これも人生の選択の一つ、サークルを選ぶか、大切な人を選ぶかの二択......、琴実ちゃんにとっての『良いこと』が、私と時間を共にすることなら、それはとても嬉しいことだし、後悔なんかしなくたって、堂々と胸を張って毎日を過ごすことが出来るはず......。
「調子良いのね、あんたの歌声、また一段と綺麗になってるわよ」
「そ、そんなこと、あるのかな......」
「もうずっと聴いてたいくらいよ」
「うぅ~......」
琴実ちゃんの言葉にマスターも頷いているし、他のお客さんからも拍手が飛んでくる。ちょっと恥ずかしいけど、楽しいかな......。
もしかしたら、これが本来送るべき大学生活なのかもしれないかな、変な縛りに囚われないで、自分のやりたいことをありのままに出来る日常こそが、私の求めていた景色......。
「あんたも私も、1人じゃないってことよ。きっとあいつらだってまた、私達の元に泣きついて帰ってくるはずよ」
夏音君はともかく、音琶ちゃんならぐしゃぐしゃの泣き顔で私の胸に飛び込んできそうかな......。その時が来たら、私の考えていることを伝えようかな。まだ実羽歌との約束も果たせてないし......。
「うん。それで、琴実ちゃん、音琶ちゃん達には辞めたこと言ったの? 音琶ちゃんとはバンド組んでたし......」
「夏音には言ったわよ」
「そ、そうなんだ......」
「別に誰に言ったところで今日の部会でわかることじゃない。夏音だったら色々と理解してくれると思ったのよ、あいつ変なところで鋭いし」
「琴実ちゃんは夏音君のこと、信用しているんだね」
「そ、そんなことないわよ! なんであんな何考えているかわかんないキモい奴のこと信用するのよ!」
「琴実ちゃん、そこは素直になろう?」
異性のことになると動揺しちゃうのは昔と変わってないかな。それでも夏音君のことも大事な仲間だって思っているところ、私はちゃんと分かっているんだよ。

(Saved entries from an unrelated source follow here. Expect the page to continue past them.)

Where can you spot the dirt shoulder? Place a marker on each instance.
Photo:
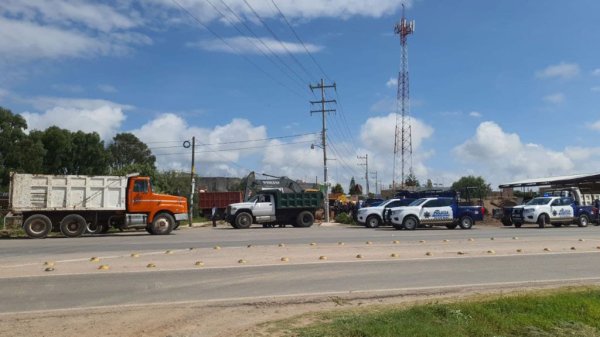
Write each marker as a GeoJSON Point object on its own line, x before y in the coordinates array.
{"type": "Point", "coordinates": [258, 318]}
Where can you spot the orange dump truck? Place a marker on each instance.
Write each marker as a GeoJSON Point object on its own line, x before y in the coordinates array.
{"type": "Point", "coordinates": [75, 205]}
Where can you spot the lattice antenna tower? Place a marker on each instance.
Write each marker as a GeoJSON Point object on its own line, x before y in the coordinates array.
{"type": "Point", "coordinates": [403, 137]}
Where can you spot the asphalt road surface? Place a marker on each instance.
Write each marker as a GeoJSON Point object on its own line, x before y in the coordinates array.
{"type": "Point", "coordinates": [460, 258]}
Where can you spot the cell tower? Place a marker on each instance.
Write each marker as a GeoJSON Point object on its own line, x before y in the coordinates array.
{"type": "Point", "coordinates": [403, 137]}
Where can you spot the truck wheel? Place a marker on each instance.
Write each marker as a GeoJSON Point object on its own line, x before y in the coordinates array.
{"type": "Point", "coordinates": [305, 219]}
{"type": "Point", "coordinates": [584, 220]}
{"type": "Point", "coordinates": [73, 225]}
{"type": "Point", "coordinates": [466, 222]}
{"type": "Point", "coordinates": [94, 228]}
{"type": "Point", "coordinates": [243, 220]}
{"type": "Point", "coordinates": [372, 221]}
{"type": "Point", "coordinates": [542, 220]}
{"type": "Point", "coordinates": [37, 226]}
{"type": "Point", "coordinates": [162, 225]}
{"type": "Point", "coordinates": [410, 223]}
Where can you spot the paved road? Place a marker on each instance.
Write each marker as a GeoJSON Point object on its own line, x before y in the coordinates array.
{"type": "Point", "coordinates": [50, 292]}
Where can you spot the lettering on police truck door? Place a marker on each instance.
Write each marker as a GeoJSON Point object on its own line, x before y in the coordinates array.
{"type": "Point", "coordinates": [436, 210]}
{"type": "Point", "coordinates": [562, 209]}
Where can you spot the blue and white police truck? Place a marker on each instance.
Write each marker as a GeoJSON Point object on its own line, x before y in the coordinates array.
{"type": "Point", "coordinates": [435, 211]}
{"type": "Point", "coordinates": [374, 216]}
{"type": "Point", "coordinates": [554, 210]}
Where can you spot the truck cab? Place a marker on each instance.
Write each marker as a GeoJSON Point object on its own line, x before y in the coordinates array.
{"type": "Point", "coordinates": [555, 210]}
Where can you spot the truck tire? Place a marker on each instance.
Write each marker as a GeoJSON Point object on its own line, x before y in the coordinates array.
{"type": "Point", "coordinates": [466, 222]}
{"type": "Point", "coordinates": [162, 224]}
{"type": "Point", "coordinates": [304, 219]}
{"type": "Point", "coordinates": [410, 222]}
{"type": "Point", "coordinates": [373, 221]}
{"type": "Point", "coordinates": [73, 225]}
{"type": "Point", "coordinates": [543, 220]}
{"type": "Point", "coordinates": [243, 220]}
{"type": "Point", "coordinates": [584, 220]}
{"type": "Point", "coordinates": [37, 226]}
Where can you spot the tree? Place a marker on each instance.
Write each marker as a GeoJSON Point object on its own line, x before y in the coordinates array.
{"type": "Point", "coordinates": [337, 189]}
{"type": "Point", "coordinates": [478, 188]}
{"type": "Point", "coordinates": [127, 150]}
{"type": "Point", "coordinates": [412, 181]}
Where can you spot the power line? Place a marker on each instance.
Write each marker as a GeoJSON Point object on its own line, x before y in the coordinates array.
{"type": "Point", "coordinates": [278, 39]}
{"type": "Point", "coordinates": [300, 40]}
{"type": "Point", "coordinates": [233, 49]}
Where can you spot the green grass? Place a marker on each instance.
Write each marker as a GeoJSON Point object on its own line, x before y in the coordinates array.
{"type": "Point", "coordinates": [559, 313]}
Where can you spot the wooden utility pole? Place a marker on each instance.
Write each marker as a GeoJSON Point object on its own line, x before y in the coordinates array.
{"type": "Point", "coordinates": [323, 112]}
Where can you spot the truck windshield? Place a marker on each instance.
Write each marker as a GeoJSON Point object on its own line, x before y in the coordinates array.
{"type": "Point", "coordinates": [417, 202]}
{"type": "Point", "coordinates": [538, 201]}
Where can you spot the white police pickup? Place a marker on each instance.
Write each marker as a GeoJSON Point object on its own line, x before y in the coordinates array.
{"type": "Point", "coordinates": [435, 212]}
{"type": "Point", "coordinates": [551, 210]}
{"type": "Point", "coordinates": [372, 217]}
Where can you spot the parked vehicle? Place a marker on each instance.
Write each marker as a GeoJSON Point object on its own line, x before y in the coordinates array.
{"type": "Point", "coordinates": [557, 211]}
{"type": "Point", "coordinates": [75, 204]}
{"type": "Point", "coordinates": [272, 207]}
{"type": "Point", "coordinates": [436, 211]}
{"type": "Point", "coordinates": [206, 201]}
{"type": "Point", "coordinates": [373, 217]}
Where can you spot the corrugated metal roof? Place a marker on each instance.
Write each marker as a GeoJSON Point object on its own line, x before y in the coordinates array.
{"type": "Point", "coordinates": [554, 180]}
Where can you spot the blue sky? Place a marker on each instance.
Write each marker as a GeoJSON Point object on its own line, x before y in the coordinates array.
{"type": "Point", "coordinates": [502, 89]}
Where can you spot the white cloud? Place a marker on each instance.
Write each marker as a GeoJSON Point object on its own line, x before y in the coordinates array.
{"type": "Point", "coordinates": [107, 88]}
{"type": "Point", "coordinates": [595, 126]}
{"type": "Point", "coordinates": [392, 83]}
{"type": "Point", "coordinates": [557, 98]}
{"type": "Point", "coordinates": [87, 115]}
{"type": "Point", "coordinates": [247, 45]}
{"type": "Point", "coordinates": [562, 70]}
{"type": "Point", "coordinates": [504, 156]}
{"type": "Point", "coordinates": [213, 156]}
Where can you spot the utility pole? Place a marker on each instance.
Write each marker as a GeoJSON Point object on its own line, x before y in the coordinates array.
{"type": "Point", "coordinates": [323, 112]}
{"type": "Point", "coordinates": [366, 165]}
{"type": "Point", "coordinates": [186, 145]}
{"type": "Point", "coordinates": [376, 182]}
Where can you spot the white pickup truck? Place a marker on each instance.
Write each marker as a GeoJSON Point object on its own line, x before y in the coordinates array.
{"type": "Point", "coordinates": [554, 210]}
{"type": "Point", "coordinates": [373, 217]}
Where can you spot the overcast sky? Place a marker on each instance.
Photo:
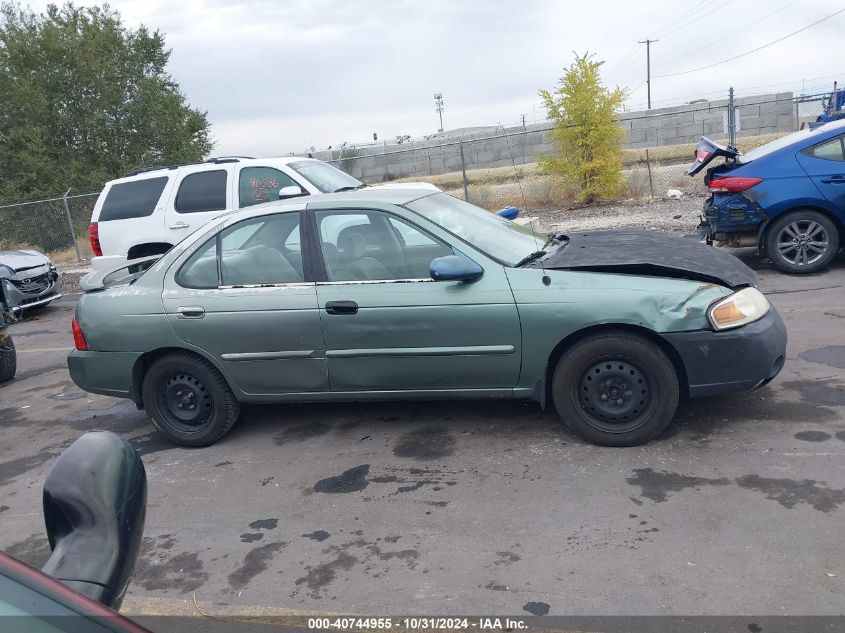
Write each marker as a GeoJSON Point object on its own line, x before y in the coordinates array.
{"type": "Point", "coordinates": [280, 76]}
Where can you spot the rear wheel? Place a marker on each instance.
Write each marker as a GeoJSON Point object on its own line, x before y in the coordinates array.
{"type": "Point", "coordinates": [802, 241]}
{"type": "Point", "coordinates": [616, 389]}
{"type": "Point", "coordinates": [8, 359]}
{"type": "Point", "coordinates": [188, 400]}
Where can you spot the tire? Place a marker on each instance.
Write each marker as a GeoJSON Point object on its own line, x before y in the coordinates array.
{"type": "Point", "coordinates": [594, 395]}
{"type": "Point", "coordinates": [188, 400]}
{"type": "Point", "coordinates": [8, 359]}
{"type": "Point", "coordinates": [789, 245]}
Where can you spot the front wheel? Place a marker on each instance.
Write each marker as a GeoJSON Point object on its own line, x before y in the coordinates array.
{"type": "Point", "coordinates": [616, 389]}
{"type": "Point", "coordinates": [802, 241]}
{"type": "Point", "coordinates": [188, 400]}
{"type": "Point", "coordinates": [8, 358]}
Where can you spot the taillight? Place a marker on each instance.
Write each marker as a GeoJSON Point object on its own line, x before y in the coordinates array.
{"type": "Point", "coordinates": [732, 184]}
{"type": "Point", "coordinates": [94, 238]}
{"type": "Point", "coordinates": [78, 337]}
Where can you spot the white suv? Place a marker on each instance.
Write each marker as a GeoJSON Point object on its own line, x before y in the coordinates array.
{"type": "Point", "coordinates": [148, 211]}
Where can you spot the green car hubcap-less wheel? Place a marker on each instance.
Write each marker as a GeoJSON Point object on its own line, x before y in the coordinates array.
{"type": "Point", "coordinates": [185, 402]}
{"type": "Point", "coordinates": [614, 396]}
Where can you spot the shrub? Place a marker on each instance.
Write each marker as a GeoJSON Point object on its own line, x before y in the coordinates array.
{"type": "Point", "coordinates": [588, 139]}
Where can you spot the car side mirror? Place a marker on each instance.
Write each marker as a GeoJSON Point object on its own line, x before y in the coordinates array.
{"type": "Point", "coordinates": [455, 268]}
{"type": "Point", "coordinates": [95, 501]}
{"type": "Point", "coordinates": [291, 191]}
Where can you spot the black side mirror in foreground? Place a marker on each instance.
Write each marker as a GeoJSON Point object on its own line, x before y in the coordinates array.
{"type": "Point", "coordinates": [455, 268]}
{"type": "Point", "coordinates": [95, 501]}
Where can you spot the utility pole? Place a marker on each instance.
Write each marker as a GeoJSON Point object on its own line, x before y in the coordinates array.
{"type": "Point", "coordinates": [648, 44]}
{"type": "Point", "coordinates": [438, 104]}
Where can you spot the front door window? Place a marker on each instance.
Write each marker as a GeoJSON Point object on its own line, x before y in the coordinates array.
{"type": "Point", "coordinates": [371, 245]}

「......わかっているわよ。夏音があんな奴と違うってことくらい、わかってるわよ.....」
学祭の事件も、琴実ちゃんは少しずつ克服しようと頑張っている。私達が過ごしたサークルの時間は辛いことが多かったけど、次からは辛くならないようにしていこうって決意まで出来た。
まだまだバンドを組んでいきたい。誰も居ない部屋で1人寂しく練習するくらいなら、誰かと一緒にバンドを組んで、音楽を奏でることの楽しさを分かち合っていきたい。
こんな中途半端な所で終わりたくない。本来戻るべき所に戻ることは出来なくても、もっと別の世界に足を踏み入れればいいんだから......。
大丈夫、今が辛くても、頑張った分だけ『良いこと』が待っているって信じている。焦らなくてもいい、私が送りたかった日常は、そんな遠くないはずだから......。